3.2 Oligo non-fullerene small molecule acceptor materials

Recently, Guijarro et al.⁵³ designed several materials having different terminal units, but the same cyclopentadienylthiophene vinylene (CPDTV) trimer as the electron-donating units (FG10 as IC, FG6 as IC-4Cl, FG8 as IC-4F). FG6 and FG8 exhibit redshifted absorption spectra and higher electron mobility. With the increased halogenation at the IC end, the dielectric constant of these materials will also increase, leading to a decrease in the exciton binding energy. This is beneficial for the dissociation of excitons and subsequent charge transfer. When using these acceptor materials to construct OSCs with PBDB-T, FG6 and FG8 exhibited high PCE values of 15.08% and 12.56%, respectively.

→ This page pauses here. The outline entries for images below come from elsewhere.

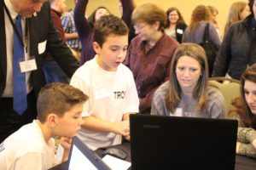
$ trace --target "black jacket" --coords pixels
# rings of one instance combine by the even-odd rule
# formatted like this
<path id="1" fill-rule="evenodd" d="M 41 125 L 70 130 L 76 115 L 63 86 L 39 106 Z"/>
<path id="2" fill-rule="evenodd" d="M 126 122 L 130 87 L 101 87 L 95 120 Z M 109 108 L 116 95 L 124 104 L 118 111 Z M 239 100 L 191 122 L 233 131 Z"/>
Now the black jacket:
<path id="1" fill-rule="evenodd" d="M 32 85 L 38 94 L 44 85 L 44 76 L 42 69 L 44 57 L 49 53 L 58 63 L 64 72 L 71 77 L 79 68 L 79 64 L 72 55 L 70 49 L 60 37 L 58 31 L 54 27 L 50 16 L 50 6 L 44 3 L 37 16 L 29 18 L 29 54 L 34 56 L 38 70 L 32 71 Z M 3 0 L 0 0 L 0 99 L 6 86 L 7 54 L 5 43 Z M 38 53 L 38 44 L 47 41 L 45 51 Z"/>
<path id="2" fill-rule="evenodd" d="M 179 43 L 182 43 L 183 36 L 187 28 L 187 25 L 185 23 L 180 23 L 176 26 L 175 32 L 176 32 L 176 39 Z"/>
<path id="3" fill-rule="evenodd" d="M 256 48 L 252 45 L 252 41 L 256 41 L 253 22 L 254 18 L 249 15 L 230 28 L 216 59 L 212 76 L 228 73 L 239 80 L 247 65 L 256 62 Z"/>

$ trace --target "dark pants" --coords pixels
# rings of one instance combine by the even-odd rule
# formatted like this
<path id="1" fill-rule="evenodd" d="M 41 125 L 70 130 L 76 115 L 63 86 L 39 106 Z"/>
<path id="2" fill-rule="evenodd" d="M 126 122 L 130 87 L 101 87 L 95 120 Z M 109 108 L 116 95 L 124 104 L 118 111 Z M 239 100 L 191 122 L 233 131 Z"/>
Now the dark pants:
<path id="1" fill-rule="evenodd" d="M 27 109 L 20 116 L 13 109 L 13 98 L 0 99 L 0 143 L 25 124 L 37 117 L 37 99 L 34 91 L 27 94 Z"/>

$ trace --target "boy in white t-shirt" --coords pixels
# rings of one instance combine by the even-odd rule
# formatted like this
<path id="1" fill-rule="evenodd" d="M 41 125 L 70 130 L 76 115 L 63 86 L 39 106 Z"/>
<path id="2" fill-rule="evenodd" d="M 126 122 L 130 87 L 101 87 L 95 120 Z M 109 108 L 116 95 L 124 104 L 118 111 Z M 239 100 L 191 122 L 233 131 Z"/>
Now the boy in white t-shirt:
<path id="1" fill-rule="evenodd" d="M 38 119 L 24 125 L 0 144 L 0 169 L 44 170 L 57 164 L 53 137 L 62 136 L 62 161 L 67 160 L 71 137 L 81 128 L 88 97 L 63 83 L 44 86 L 38 95 Z"/>
<path id="2" fill-rule="evenodd" d="M 84 105 L 80 139 L 91 150 L 130 139 L 129 114 L 138 112 L 139 99 L 131 71 L 122 64 L 128 28 L 113 15 L 102 16 L 94 28 L 95 58 L 73 74 L 70 84 L 89 96 Z"/>

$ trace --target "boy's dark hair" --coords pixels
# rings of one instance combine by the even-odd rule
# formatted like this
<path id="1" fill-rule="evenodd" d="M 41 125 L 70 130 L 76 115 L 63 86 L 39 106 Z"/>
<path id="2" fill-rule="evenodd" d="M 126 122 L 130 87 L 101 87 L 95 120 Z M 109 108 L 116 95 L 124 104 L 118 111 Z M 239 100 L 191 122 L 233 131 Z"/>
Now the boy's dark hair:
<path id="1" fill-rule="evenodd" d="M 76 104 L 88 99 L 81 90 L 68 84 L 53 82 L 42 88 L 37 103 L 38 119 L 46 121 L 49 113 L 61 117 Z"/>
<path id="2" fill-rule="evenodd" d="M 106 7 L 103 7 L 103 6 L 101 6 L 101 7 L 98 7 L 96 9 L 95 9 L 91 14 L 90 14 L 90 16 L 87 18 L 87 21 L 89 22 L 89 24 L 93 27 L 95 23 L 96 23 L 96 20 L 95 20 L 95 16 L 96 16 L 96 14 L 97 12 L 98 9 L 100 8 L 105 8 L 106 10 L 108 10 L 109 12 L 109 10 L 106 8 Z M 110 12 L 109 12 L 110 13 Z"/>
<path id="3" fill-rule="evenodd" d="M 93 40 L 102 48 L 110 34 L 125 36 L 128 33 L 129 29 L 120 18 L 113 14 L 104 15 L 95 25 Z"/>

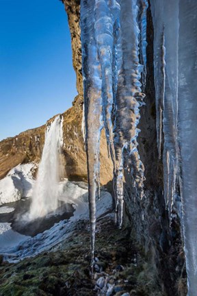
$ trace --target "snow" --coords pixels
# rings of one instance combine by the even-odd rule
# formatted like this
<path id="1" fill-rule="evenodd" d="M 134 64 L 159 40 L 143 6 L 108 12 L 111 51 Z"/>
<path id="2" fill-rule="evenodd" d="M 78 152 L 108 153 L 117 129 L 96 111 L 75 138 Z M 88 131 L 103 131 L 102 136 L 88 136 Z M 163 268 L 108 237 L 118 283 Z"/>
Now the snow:
<path id="1" fill-rule="evenodd" d="M 10 223 L 0 223 L 0 251 L 7 251 L 8 249 L 15 247 L 29 236 L 18 234 L 12 230 Z"/>
<path id="2" fill-rule="evenodd" d="M 34 163 L 18 164 L 0 180 L 0 205 L 31 195 L 34 184 L 31 170 L 35 166 Z"/>
<path id="3" fill-rule="evenodd" d="M 8 206 L 0 207 L 0 214 L 9 213 L 14 211 L 14 208 Z"/>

In May 2022, Feng et al.⁵⁴ synthesized a series of acceptors, including small molecule acceptors, oligomeric acceptors and polymer acceptors, known as BTIC-EH, dBTICγ-EH, dBTICγ-BO, tBTICγ-BO and pBTICγ-OD. It was found that the oligomer acceptor has almost the same thermal stability as the polymer acceptor, and that both oligomerization and polymerization can lower the energy level and thus provide a higher probability of exciton dissociation than the small molecule acceptor. When combined with PM6, these oligomer acceptor-based BHJ devices showed higher charge-carrier mobility and lower charge recombination compared to the BTIC-EH and pBTICγ-OD devices, indicating better charge transport capacity. Meanwhile, OSCs based on dBTICγ-EH:PA6, dBTICβ-BO:PM6 and tBTICγ-Bo:PM16 showed better photovoltaic performance. Among these devices, dBTICα-EH:PM16 obtained the best PCE of 14.48%. dBTICγ-EH also showed better photovoltaic performance in Q-PHJ devices than BTIC-EH and pBTICγ-OD when combined with PBQx-H-TF, the polymer donor. The device based on dBTICγ-EH: PBQx-H-TF showed 16.06% PCE, which is the highest value of oligo-acceptor-based OSC reported in the literature.

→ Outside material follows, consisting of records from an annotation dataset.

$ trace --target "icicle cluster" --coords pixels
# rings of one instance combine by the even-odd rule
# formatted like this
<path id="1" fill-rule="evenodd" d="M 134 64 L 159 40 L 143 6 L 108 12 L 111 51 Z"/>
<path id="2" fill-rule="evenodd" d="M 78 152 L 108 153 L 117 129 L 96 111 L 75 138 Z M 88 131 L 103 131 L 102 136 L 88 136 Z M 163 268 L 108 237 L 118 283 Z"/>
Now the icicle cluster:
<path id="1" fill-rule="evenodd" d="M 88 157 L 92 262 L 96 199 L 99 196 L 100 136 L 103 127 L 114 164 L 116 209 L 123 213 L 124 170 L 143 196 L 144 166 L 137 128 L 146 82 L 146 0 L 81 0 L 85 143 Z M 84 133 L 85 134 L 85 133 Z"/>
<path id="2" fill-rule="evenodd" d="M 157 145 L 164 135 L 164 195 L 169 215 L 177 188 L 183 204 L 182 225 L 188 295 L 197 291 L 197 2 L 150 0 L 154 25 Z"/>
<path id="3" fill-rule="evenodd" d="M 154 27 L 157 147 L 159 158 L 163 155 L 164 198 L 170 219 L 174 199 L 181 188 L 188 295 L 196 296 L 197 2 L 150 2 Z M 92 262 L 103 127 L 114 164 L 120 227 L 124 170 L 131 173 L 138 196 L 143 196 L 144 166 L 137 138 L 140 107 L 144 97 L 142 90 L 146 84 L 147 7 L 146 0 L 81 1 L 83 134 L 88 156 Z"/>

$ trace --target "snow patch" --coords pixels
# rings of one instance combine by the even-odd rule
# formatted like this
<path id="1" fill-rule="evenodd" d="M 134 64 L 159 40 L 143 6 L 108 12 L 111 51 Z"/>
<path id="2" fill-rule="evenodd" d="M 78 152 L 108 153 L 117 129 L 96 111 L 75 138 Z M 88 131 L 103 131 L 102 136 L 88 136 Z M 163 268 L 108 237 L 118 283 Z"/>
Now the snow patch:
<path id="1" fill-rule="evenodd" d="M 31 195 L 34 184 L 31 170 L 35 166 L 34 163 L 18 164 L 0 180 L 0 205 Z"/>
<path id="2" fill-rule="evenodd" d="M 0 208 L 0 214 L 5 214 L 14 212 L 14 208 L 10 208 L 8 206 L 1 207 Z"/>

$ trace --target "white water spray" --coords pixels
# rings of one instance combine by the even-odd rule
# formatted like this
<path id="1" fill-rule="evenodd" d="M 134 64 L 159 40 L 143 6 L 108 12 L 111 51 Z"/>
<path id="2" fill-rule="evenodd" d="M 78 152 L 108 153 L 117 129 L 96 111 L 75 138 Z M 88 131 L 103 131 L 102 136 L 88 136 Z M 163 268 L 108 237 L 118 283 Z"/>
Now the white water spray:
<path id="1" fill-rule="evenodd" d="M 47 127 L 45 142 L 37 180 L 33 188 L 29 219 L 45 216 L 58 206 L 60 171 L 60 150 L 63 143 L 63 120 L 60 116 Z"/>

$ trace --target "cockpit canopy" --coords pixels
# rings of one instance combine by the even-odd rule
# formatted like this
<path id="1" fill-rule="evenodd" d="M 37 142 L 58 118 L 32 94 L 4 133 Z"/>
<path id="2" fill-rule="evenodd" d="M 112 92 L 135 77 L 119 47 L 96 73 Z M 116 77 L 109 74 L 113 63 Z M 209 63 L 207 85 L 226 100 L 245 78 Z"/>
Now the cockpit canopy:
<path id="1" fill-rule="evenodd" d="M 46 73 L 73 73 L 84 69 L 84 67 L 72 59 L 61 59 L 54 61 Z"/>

Zhixiang Wei et al.⁵⁵ designed an N–Π–N type oligomeric acceptor 2BTP-2F-T in June 2022. Using its corresponding monomers and polymers as references, the advantages of 2BTP2F-T were demonstrated, including higher absorption coefficients, improved electron mobility, less dependence on molecular filling, and easier morphological control using polymer donors. When PM6 was used as a donor, PM6/2BTP-2F-T exhibited superior advantages over their monomer and polymer blends: (1) more favorable morphology, including a minimal energy disorder π–π stack and an appropriate interpenetrating network; (2) improved charge characteristics, including higher hole/electron mobility, longer charge lifetime and faster charge extraction; (3) more efficient generation with the same energy loss; (4) compared with similar polymer products, it has better photo dip stability and thermal stability. With an efficiency of more than 18% combined with increased stability, the 2BTP-2F-T OSCs are indicative of a bright future for N–Π–N oligo acceptor OSCs.

3.3 Small-molecule acceptor material

The non-fullerene small molecule acceptor (NFSMAS) is one of the latest organic photovoltaic acceptor materials. It is characterized by a controllable energy level, convenient synthesis, easy processing and good solubility.⁵⁶ NFSMAs have better absorption properties in the visible region than fullerenes and their derivative acceptor materials, so they have received extensive attention.

3.3.1 Non-heavy ring-like small molecule acceptors. In addition to creating large fusion ring systems, another strategy for hardening the acceptor backbone is to use “conformational locking”, which utilizes non-covalent interactions such as intramolecular hydrogen bonding to lock the coplanar conformation. This strategy has previously been used to design polymers with high carrier mobility. Since adjacent aromatic rings are connected by single bonds, the synthesis of such conformation-locked NFA is easier than ring fusion.
3.3.1.1 IEIC acceptor. IECE is a non-fullerene electron acceptor based on indeno [1,2-b:5,6-b′] dithiophene (IDT) and 2-(3-oxo-2,3-dihydroindenyl-1-ethylidene) malondinitrile (INIC). In 2014, the Lin group⁵⁷ reported that IECE achieved improved electronic performance due to its terminal being blocked by electron-withdrawing INCN groups, unlike fullerene acceptors with poor electronic performance. Meanwhile, IEIC acceptors have high thermal stability and strong light absorption in the range of 500 to 700 nm. Most importantly, IEIC has energy levels that match some traditional narrow bandgap donor polymers, such as PTB7-TH. In PSC without fullerene based on both donors and acceptors, with perylene diimide derivatives as the cathode interlayers, a 6.3% PCE was observed. In another study, Hong⁵⁸ conducted research on the performance of IEIC and its halogen derivatives. Researchers combined these three acceptors with PBDB-T and PBDB-TF donor polymers to form six sets of OSC devices, which were influenced by the similar chemical structure of the D/A combination, bringing similar charge transfer properties to these OSCs. Among the three acceptor materials mentioned above, chlorinated IEIC (IE-4Cl) achieved a suitable molecular energy arrangement by adjusting its bandgap structure, exhibiting 11.1% PCE and 0.64 eV of E_loss, which were all higher than that of IECE (Fig. 9).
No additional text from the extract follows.